En treinta años de trabajo, Manolo Sola ha convertido la labor gris del bibliotecario en la hazaña de un Quijote que dinamiza Purchena, un pueblo con menos de 2.000 habitantes y un sorprendente movimiento cultural. Hace un tiempo, encontró la partitura que el compositor de Disney Albert Hay Malotte dedicó a los Juegos Moriscos y que ha servido para crear un original festival que aúna proyecciones de cine y música en directo.


¿Puede la cultura luchar contra la despoblación?
La cultura ha salvado al ser humano de sí mismo desde Altamira. Por ello, y una vez más, vendrá en nuestra ayuda para luchar contra la España vaciada. Eso y que las administraciones públicas se decidan de una vez por todas a mejorar las comunicaciones y a descentralizar los servicios. En el caso de Purchena, si además me toca la primitiva, lo soluciono de hoy para mañana.

¿Y los libros integrar a los inmigrantes?

La respuesta es Biblioteca de Acogida. Desde hace unos años bibliotecas como la de Purchena trabajamos en la integración de inmigrantes, ofreciéndoles actividades culturales, educativas y sociales en torno, muchas de ellas, al libro y la lectura. Dicho proyecto nos convierte en espacio de paz y encuentro entre jóvenes inmigrantes y en riesgo de exclusión social con jóvenes de la localidad.

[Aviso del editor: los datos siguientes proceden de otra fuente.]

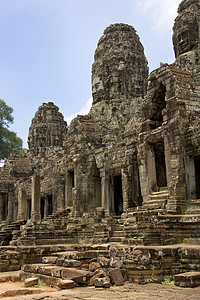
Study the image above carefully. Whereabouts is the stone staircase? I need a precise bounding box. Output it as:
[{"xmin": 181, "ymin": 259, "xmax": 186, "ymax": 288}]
[
  {"xmin": 20, "ymin": 245, "xmax": 123, "ymax": 288},
  {"xmin": 187, "ymin": 199, "xmax": 200, "ymax": 215},
  {"xmin": 109, "ymin": 217, "xmax": 124, "ymax": 244}
]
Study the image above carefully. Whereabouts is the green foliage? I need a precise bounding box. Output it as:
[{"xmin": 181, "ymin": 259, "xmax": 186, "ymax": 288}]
[{"xmin": 0, "ymin": 99, "xmax": 23, "ymax": 160}]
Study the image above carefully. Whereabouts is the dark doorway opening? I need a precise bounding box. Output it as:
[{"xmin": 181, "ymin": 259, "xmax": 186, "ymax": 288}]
[
  {"xmin": 69, "ymin": 170, "xmax": 74, "ymax": 188},
  {"xmin": 27, "ymin": 199, "xmax": 31, "ymax": 219},
  {"xmin": 114, "ymin": 175, "xmax": 123, "ymax": 215},
  {"xmin": 40, "ymin": 197, "xmax": 45, "ymax": 219},
  {"xmin": 154, "ymin": 141, "xmax": 167, "ymax": 188},
  {"xmin": 47, "ymin": 195, "xmax": 53, "ymax": 216},
  {"xmin": 194, "ymin": 155, "xmax": 200, "ymax": 199},
  {"xmin": 150, "ymin": 82, "xmax": 166, "ymax": 129},
  {"xmin": 2, "ymin": 194, "xmax": 8, "ymax": 220}
]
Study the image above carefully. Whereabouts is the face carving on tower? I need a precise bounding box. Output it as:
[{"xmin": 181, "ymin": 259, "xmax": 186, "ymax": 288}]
[
  {"xmin": 92, "ymin": 24, "xmax": 148, "ymax": 104},
  {"xmin": 173, "ymin": 0, "xmax": 200, "ymax": 58}
]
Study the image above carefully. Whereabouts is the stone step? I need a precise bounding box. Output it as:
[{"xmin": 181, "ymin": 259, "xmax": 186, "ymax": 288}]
[
  {"xmin": 112, "ymin": 230, "xmax": 124, "ymax": 237},
  {"xmin": 0, "ymin": 271, "xmax": 20, "ymax": 282},
  {"xmin": 149, "ymin": 194, "xmax": 169, "ymax": 200},
  {"xmin": 20, "ymin": 271, "xmax": 76, "ymax": 289},
  {"xmin": 51, "ymin": 250, "xmax": 109, "ymax": 260},
  {"xmin": 22, "ymin": 264, "xmax": 90, "ymax": 284},
  {"xmin": 109, "ymin": 236, "xmax": 124, "ymax": 243},
  {"xmin": 174, "ymin": 272, "xmax": 200, "ymax": 288}
]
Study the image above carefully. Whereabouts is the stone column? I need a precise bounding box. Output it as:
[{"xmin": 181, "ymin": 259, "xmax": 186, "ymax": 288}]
[
  {"xmin": 31, "ymin": 175, "xmax": 41, "ymax": 221},
  {"xmin": 147, "ymin": 149, "xmax": 157, "ymax": 193},
  {"xmin": 121, "ymin": 169, "xmax": 131, "ymax": 213},
  {"xmin": 0, "ymin": 194, "xmax": 4, "ymax": 223},
  {"xmin": 17, "ymin": 188, "xmax": 27, "ymax": 220},
  {"xmin": 101, "ymin": 171, "xmax": 110, "ymax": 215},
  {"xmin": 185, "ymin": 156, "xmax": 197, "ymax": 199},
  {"xmin": 6, "ymin": 192, "xmax": 14, "ymax": 224}
]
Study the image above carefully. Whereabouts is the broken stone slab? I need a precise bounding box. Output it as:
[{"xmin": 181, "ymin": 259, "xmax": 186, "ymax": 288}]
[
  {"xmin": 24, "ymin": 277, "xmax": 38, "ymax": 287},
  {"xmin": 57, "ymin": 279, "xmax": 76, "ymax": 289},
  {"xmin": 0, "ymin": 271, "xmax": 20, "ymax": 282},
  {"xmin": 94, "ymin": 276, "xmax": 110, "ymax": 288},
  {"xmin": 109, "ymin": 268, "xmax": 124, "ymax": 286},
  {"xmin": 56, "ymin": 258, "xmax": 81, "ymax": 268},
  {"xmin": 89, "ymin": 268, "xmax": 108, "ymax": 286},
  {"xmin": 174, "ymin": 272, "xmax": 200, "ymax": 288},
  {"xmin": 42, "ymin": 256, "xmax": 58, "ymax": 264},
  {"xmin": 97, "ymin": 254, "xmax": 110, "ymax": 267},
  {"xmin": 22, "ymin": 264, "xmax": 51, "ymax": 273},
  {"xmin": 89, "ymin": 262, "xmax": 101, "ymax": 272},
  {"xmin": 61, "ymin": 268, "xmax": 91, "ymax": 284}
]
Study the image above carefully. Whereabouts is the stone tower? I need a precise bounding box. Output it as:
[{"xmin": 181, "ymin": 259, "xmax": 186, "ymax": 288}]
[
  {"xmin": 173, "ymin": 0, "xmax": 200, "ymax": 79},
  {"xmin": 28, "ymin": 102, "xmax": 67, "ymax": 156},
  {"xmin": 92, "ymin": 24, "xmax": 148, "ymax": 104},
  {"xmin": 89, "ymin": 24, "xmax": 148, "ymax": 130}
]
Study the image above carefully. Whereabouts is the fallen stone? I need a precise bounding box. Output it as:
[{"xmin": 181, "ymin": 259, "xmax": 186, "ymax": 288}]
[
  {"xmin": 61, "ymin": 268, "xmax": 90, "ymax": 284},
  {"xmin": 42, "ymin": 256, "xmax": 58, "ymax": 264},
  {"xmin": 98, "ymin": 255, "xmax": 110, "ymax": 267},
  {"xmin": 109, "ymin": 268, "xmax": 124, "ymax": 286},
  {"xmin": 174, "ymin": 272, "xmax": 200, "ymax": 288},
  {"xmin": 94, "ymin": 276, "xmax": 110, "ymax": 288},
  {"xmin": 89, "ymin": 262, "xmax": 101, "ymax": 272},
  {"xmin": 57, "ymin": 279, "xmax": 76, "ymax": 289},
  {"xmin": 89, "ymin": 269, "xmax": 107, "ymax": 286},
  {"xmin": 24, "ymin": 277, "xmax": 38, "ymax": 287}
]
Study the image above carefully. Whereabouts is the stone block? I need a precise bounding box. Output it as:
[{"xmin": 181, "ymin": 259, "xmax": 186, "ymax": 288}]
[
  {"xmin": 61, "ymin": 268, "xmax": 90, "ymax": 284},
  {"xmin": 89, "ymin": 262, "xmax": 100, "ymax": 272},
  {"xmin": 174, "ymin": 272, "xmax": 200, "ymax": 288},
  {"xmin": 94, "ymin": 276, "xmax": 110, "ymax": 288},
  {"xmin": 57, "ymin": 279, "xmax": 76, "ymax": 289},
  {"xmin": 98, "ymin": 255, "xmax": 110, "ymax": 267},
  {"xmin": 24, "ymin": 277, "xmax": 38, "ymax": 287},
  {"xmin": 109, "ymin": 268, "xmax": 124, "ymax": 286},
  {"xmin": 42, "ymin": 256, "xmax": 58, "ymax": 264}
]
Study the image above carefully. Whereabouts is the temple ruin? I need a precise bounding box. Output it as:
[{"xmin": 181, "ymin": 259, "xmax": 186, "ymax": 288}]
[{"xmin": 0, "ymin": 0, "xmax": 200, "ymax": 290}]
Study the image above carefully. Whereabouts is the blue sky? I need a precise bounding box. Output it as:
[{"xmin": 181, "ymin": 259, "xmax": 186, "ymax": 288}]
[{"xmin": 0, "ymin": 0, "xmax": 181, "ymax": 147}]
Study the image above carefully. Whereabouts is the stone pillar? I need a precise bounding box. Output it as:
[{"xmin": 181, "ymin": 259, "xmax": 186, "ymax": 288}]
[
  {"xmin": 101, "ymin": 171, "xmax": 110, "ymax": 214},
  {"xmin": 0, "ymin": 194, "xmax": 4, "ymax": 223},
  {"xmin": 6, "ymin": 192, "xmax": 14, "ymax": 224},
  {"xmin": 17, "ymin": 188, "xmax": 27, "ymax": 220},
  {"xmin": 147, "ymin": 149, "xmax": 157, "ymax": 193},
  {"xmin": 121, "ymin": 169, "xmax": 130, "ymax": 213},
  {"xmin": 31, "ymin": 175, "xmax": 41, "ymax": 221},
  {"xmin": 185, "ymin": 156, "xmax": 196, "ymax": 199}
]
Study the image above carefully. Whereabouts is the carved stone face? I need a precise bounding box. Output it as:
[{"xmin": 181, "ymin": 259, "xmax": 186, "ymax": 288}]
[
  {"xmin": 173, "ymin": 20, "xmax": 199, "ymax": 57},
  {"xmin": 173, "ymin": 1, "xmax": 200, "ymax": 57},
  {"xmin": 92, "ymin": 75, "xmax": 104, "ymax": 103}
]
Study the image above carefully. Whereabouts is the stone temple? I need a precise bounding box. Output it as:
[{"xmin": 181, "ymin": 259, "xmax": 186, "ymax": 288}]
[{"xmin": 0, "ymin": 0, "xmax": 200, "ymax": 284}]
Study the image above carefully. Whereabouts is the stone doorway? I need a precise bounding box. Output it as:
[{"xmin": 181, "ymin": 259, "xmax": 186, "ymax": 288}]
[
  {"xmin": 194, "ymin": 155, "xmax": 200, "ymax": 199},
  {"xmin": 27, "ymin": 199, "xmax": 31, "ymax": 219},
  {"xmin": 65, "ymin": 170, "xmax": 75, "ymax": 207},
  {"xmin": 40, "ymin": 197, "xmax": 45, "ymax": 219},
  {"xmin": 150, "ymin": 81, "xmax": 166, "ymax": 129},
  {"xmin": 114, "ymin": 175, "xmax": 123, "ymax": 215},
  {"xmin": 0, "ymin": 193, "xmax": 8, "ymax": 221},
  {"xmin": 47, "ymin": 195, "xmax": 53, "ymax": 216},
  {"xmin": 154, "ymin": 141, "xmax": 167, "ymax": 189}
]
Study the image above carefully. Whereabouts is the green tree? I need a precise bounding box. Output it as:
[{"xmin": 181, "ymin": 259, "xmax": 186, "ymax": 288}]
[{"xmin": 0, "ymin": 99, "xmax": 23, "ymax": 160}]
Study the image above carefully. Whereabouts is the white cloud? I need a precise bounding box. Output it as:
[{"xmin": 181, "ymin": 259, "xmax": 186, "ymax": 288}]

¿Cómo ha conseguido convertir la labor aburrida de un bibliotecario en la hazaña de un Quijote?
No me ha sido complicado siendo como soy el mejor bibliotecario… de Purchena. Las bibliotecas y los bibliotecarios del siglo XXI nada tienen que ver con la imagen de biblioteca medieval, aburrida y frecuentada por eruditos. En la actualidad, hasta puedes dar con bibliotecarios altos y esbeltos como es mi caso.


A estas alturas de la película -mejor dicho libro, ya que de bibliotecas hablamos-, las bibliotecas públicas se están convirtiendo en una moderna ágora pública donde tiene cabida cualquier propuesta cultural, educativa y social. Así que, queridos lectores de esta magnífica entrevista, si no conocen la nueva cara de las bibliotecas, ya tardan en darse una vuelta por alguna. Por cierto, me encanta la alusión a Don Quijote, mi libro preferido y que he leído de verdad, como todos los españoles. (Sonrisa).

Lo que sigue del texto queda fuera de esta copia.